[PATCH] instcombine: Only create library call simplifier once

Thu Mar 7 14:34:00 PST 2013

On Mar 7, 2013, at 2:23 PM, Meador Inge <meadori at codesourcery.com> wrote:

> On 03/07/2013 03:56 PM, Michael Ilseman wrote:
> 
>> On Mar 7, 2013, at 12:52 PM, Meador Inge <meadori at codesourcery.com> wrote:
>> 
>>> Nadav reported a performance regression due to the work I did to
>>> merge the library call simplifier into instcombine [1].  The issue
>>> is that a new LibCallSimplifier object is being created every time
>>> InstCombiner::runOnFunction is called.  The is very inefficient
>>> because every time a LibCallSimplifier object is new'd up it creates
>>> a hash table to map from a function name to an object that optimizes
>>> functions of that name.
>>> 
>> 
>> Actually, I think only one was new-ed up.
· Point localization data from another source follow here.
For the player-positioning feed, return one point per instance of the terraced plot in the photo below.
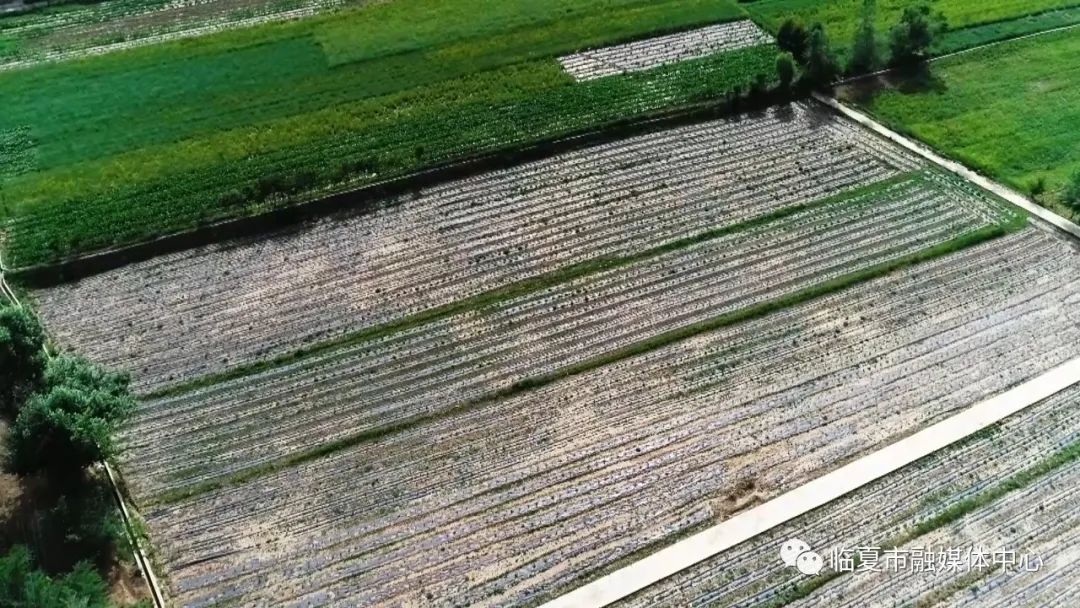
(82, 28)
(1010, 489)
(251, 300)
(521, 498)
(424, 372)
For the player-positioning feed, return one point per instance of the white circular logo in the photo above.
(791, 551)
(809, 563)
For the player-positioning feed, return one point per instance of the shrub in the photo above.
(785, 70)
(909, 40)
(21, 584)
(793, 37)
(70, 426)
(864, 55)
(1037, 186)
(22, 360)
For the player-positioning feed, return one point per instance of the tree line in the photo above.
(908, 44)
(63, 414)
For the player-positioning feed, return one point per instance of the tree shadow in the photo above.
(918, 79)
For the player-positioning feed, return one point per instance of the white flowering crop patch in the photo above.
(663, 50)
(183, 315)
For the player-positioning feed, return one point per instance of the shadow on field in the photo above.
(914, 80)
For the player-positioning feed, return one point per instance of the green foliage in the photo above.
(971, 23)
(794, 38)
(909, 40)
(864, 55)
(785, 70)
(822, 67)
(70, 426)
(1011, 111)
(1071, 194)
(22, 360)
(164, 138)
(24, 586)
(247, 171)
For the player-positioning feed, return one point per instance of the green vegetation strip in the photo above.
(656, 342)
(121, 148)
(531, 285)
(969, 24)
(949, 515)
(1011, 111)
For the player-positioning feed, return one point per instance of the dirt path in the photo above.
(742, 527)
(955, 167)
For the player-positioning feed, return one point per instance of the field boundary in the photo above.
(643, 347)
(142, 559)
(954, 166)
(861, 77)
(363, 199)
(818, 492)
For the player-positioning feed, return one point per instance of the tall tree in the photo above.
(909, 40)
(822, 67)
(864, 55)
(70, 426)
(793, 37)
(22, 360)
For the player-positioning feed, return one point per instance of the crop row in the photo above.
(254, 299)
(247, 422)
(894, 510)
(663, 50)
(120, 24)
(513, 501)
(1040, 522)
(261, 118)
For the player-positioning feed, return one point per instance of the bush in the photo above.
(822, 67)
(21, 584)
(864, 55)
(70, 426)
(793, 37)
(1037, 186)
(909, 40)
(785, 70)
(22, 360)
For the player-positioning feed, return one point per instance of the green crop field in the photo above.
(970, 23)
(117, 148)
(1010, 110)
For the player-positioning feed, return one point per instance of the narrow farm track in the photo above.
(514, 501)
(250, 300)
(1039, 518)
(247, 422)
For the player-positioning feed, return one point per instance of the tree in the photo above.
(21, 584)
(793, 37)
(70, 426)
(22, 360)
(822, 67)
(864, 55)
(909, 40)
(785, 69)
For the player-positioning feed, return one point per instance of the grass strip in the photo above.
(950, 515)
(527, 286)
(656, 342)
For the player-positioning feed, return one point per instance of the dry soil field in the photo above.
(510, 383)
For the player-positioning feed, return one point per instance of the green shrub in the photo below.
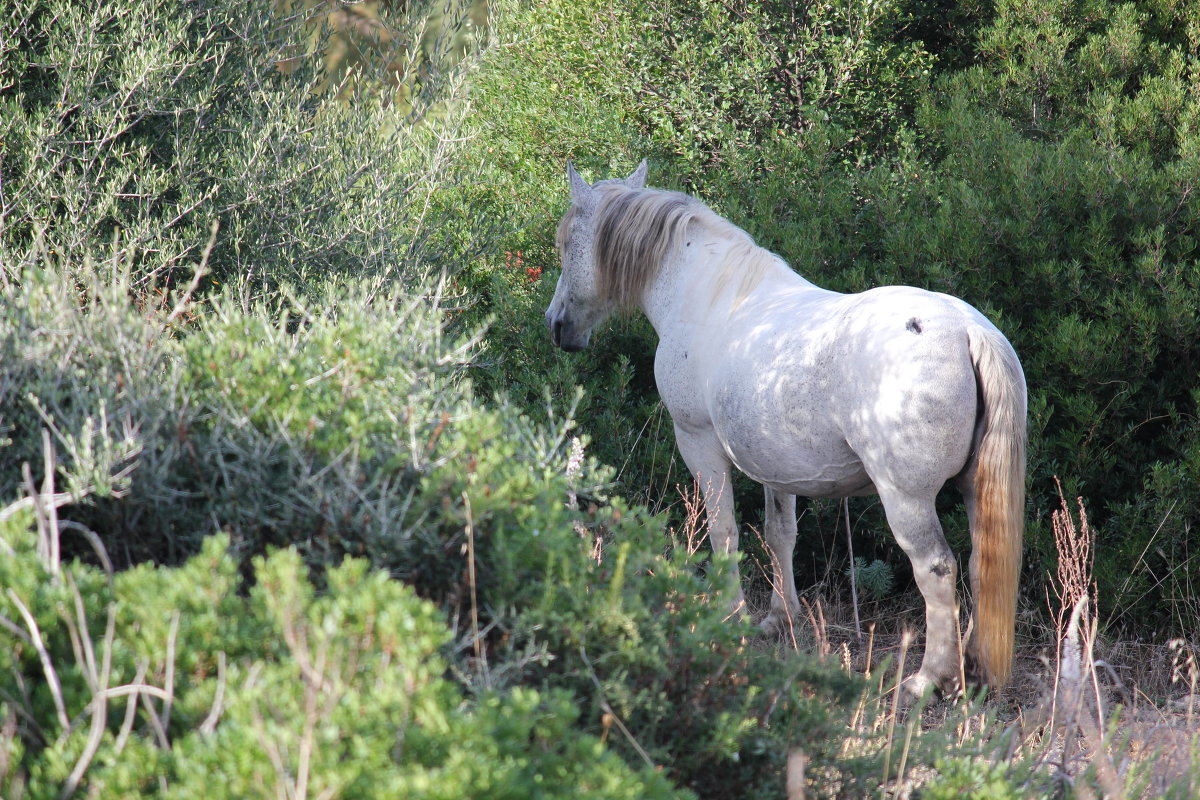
(149, 144)
(175, 684)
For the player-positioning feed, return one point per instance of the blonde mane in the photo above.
(637, 230)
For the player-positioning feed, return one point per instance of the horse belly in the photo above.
(809, 459)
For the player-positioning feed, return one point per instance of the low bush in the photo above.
(174, 683)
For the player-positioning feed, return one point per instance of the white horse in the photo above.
(815, 394)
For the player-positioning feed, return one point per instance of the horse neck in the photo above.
(693, 287)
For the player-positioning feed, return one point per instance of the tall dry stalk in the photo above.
(1077, 704)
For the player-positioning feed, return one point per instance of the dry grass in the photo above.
(1085, 716)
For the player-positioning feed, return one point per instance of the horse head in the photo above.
(579, 305)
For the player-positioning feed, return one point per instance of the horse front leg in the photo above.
(708, 464)
(780, 535)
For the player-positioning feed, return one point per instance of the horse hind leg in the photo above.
(915, 524)
(780, 536)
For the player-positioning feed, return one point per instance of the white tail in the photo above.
(999, 489)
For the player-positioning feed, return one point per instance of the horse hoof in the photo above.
(775, 625)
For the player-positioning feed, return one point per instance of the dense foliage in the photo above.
(1048, 179)
(323, 512)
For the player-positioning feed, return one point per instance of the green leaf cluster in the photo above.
(178, 683)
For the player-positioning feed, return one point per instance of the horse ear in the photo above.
(637, 180)
(580, 187)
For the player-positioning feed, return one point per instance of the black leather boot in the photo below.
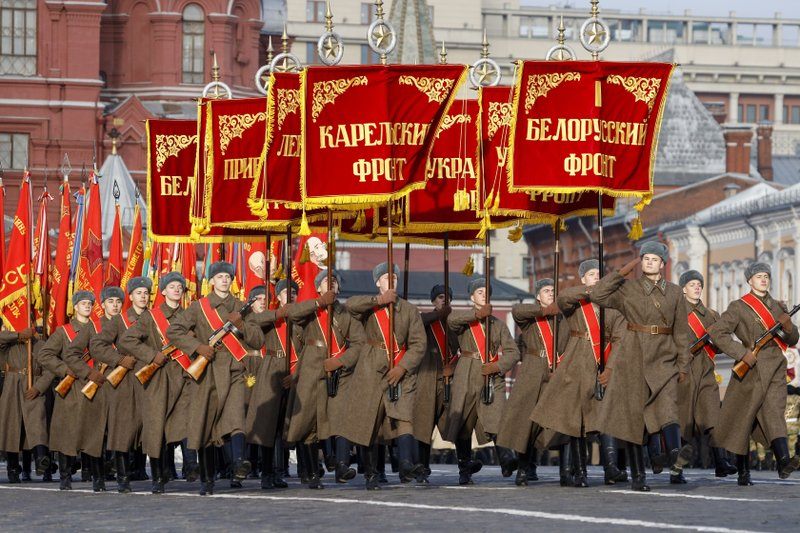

Also, it was the
>> "LibCallSimplifierImpl::optimizeCall()" method which would call
>> "initOptimizations()" only if Optimizations wasn't already set up.
> 
> Yeah, but in 'InstCombiner::runOnFunction' we have:
> 
>  InstCombinerLibCallSimplifier TheSimplifier(TD, TLI, this);
>  Simplifier = &TheSimplifier;
> 
> So a new LibCallSimplifier object gets created *each* time
> 'InstCombiner::runOnFunction' is called.  Even though the hash table is not
> constructed until later when 'optimizeCall' is invoked we still start fresh
> with a new object each time.
> 
>>> The original library call simplifier avoided this problem by only
>>> initializing that table *once* in SimplifyLibCalls::runOnFunction.
>>> This patch fixes the problem by implementing a similar idea in
>>> instcombine.  LibCallSimplifier objects are only created the first
>>> time InstCombiner::runOnFunction is called.
>> 
>> Did you do any measurements, and if so what was the data?
> 
> I did.  I profiled it with 'perf' on an x86_64 Fedora system using a sample
> program that contained 20,000 small functions.  Before the patch about 32% of
> the time spent in LibCallSimplifier was in building the table.  After the patch
> it was basically 0%.
> 
>>> diff --git a/lib/Transforms/InstCombine/InstructionCombining.cpp b/lib/Transforms/InstCombine/InstructionCombining.cpp
>>> index c6115e3..327c70c 100644
>>> --- a/lib/Transforms/InstCombine/InstructionCombining.cpp
>>> +++ b/lib/Transforms/InstCombine/InstructionCombining.cpp
>>> @@ -2456,10 +2456,9 @@ namespace {
>>> class InstCombinerLibCallSimplifier : public LibCallSimplifier {
>>>  InstCombiner *IC;
>>> public:
>>> -  InstCombinerLibCallSimplifier(const DataLayout *TD,
>>> -                                const TargetLibraryInfo *TLI,
>>> +  InstCombinerLibCallSimplifier(const TargetLibraryInfo *TLI,
>>>                                InstCombiner *IC)
>>> -    : LibCallSimplifier(TD, TLI, UnsafeFPShrink) {
>>> +    : LibCallSimplifier(TLI, UnsafeFPShrink) {
>>>    this->IC = IC;
>>>  }
>>> 
>>> @@ -2485,8 +2484,8 @@ bool InstCombiner::runOnFunction(Function &F) {
>>>               InstCombineIRInserter(Worklist));
>>>  Builder = &TheBuilder;
>>> 
>>> -  InstCombinerLibCallSimplifier TheSimplifier(TD, TLI, this);
>>> -  Simplifier = &TheSimplifier;
>>> +  if (!Simplifier)
>>> +    Simplifier = new InstCombinerLibCallSimplifier(TLI, this);
>>> 
>> 
>> Are you sure you want to keep pointers live across multiple compilations?
>> I would think you would have to destroy this in releaseMemory().
> 
> Hmmmm.  I will have to look into that.  I may have to go a different route.
> 
>> I'm also not sure what's gained here, the constructor is fairly trivial.
> 
> As explained above creating a new LibCallSimplifier object for every function is
> avoided (and thus we avoid having to rebuild the hash table whenever
> optimizeCall is invoked).
> 

Oh, I see, you're wanting to cache the hash table from the first call. Unfortunately, this method seems dangerous and contrary to the design of the PassManager. Is there some higher-level structure that it makes sense to pin it to? For example, maybe the TargetLibraryInfo, Module, LLVMContext, etc would make sense.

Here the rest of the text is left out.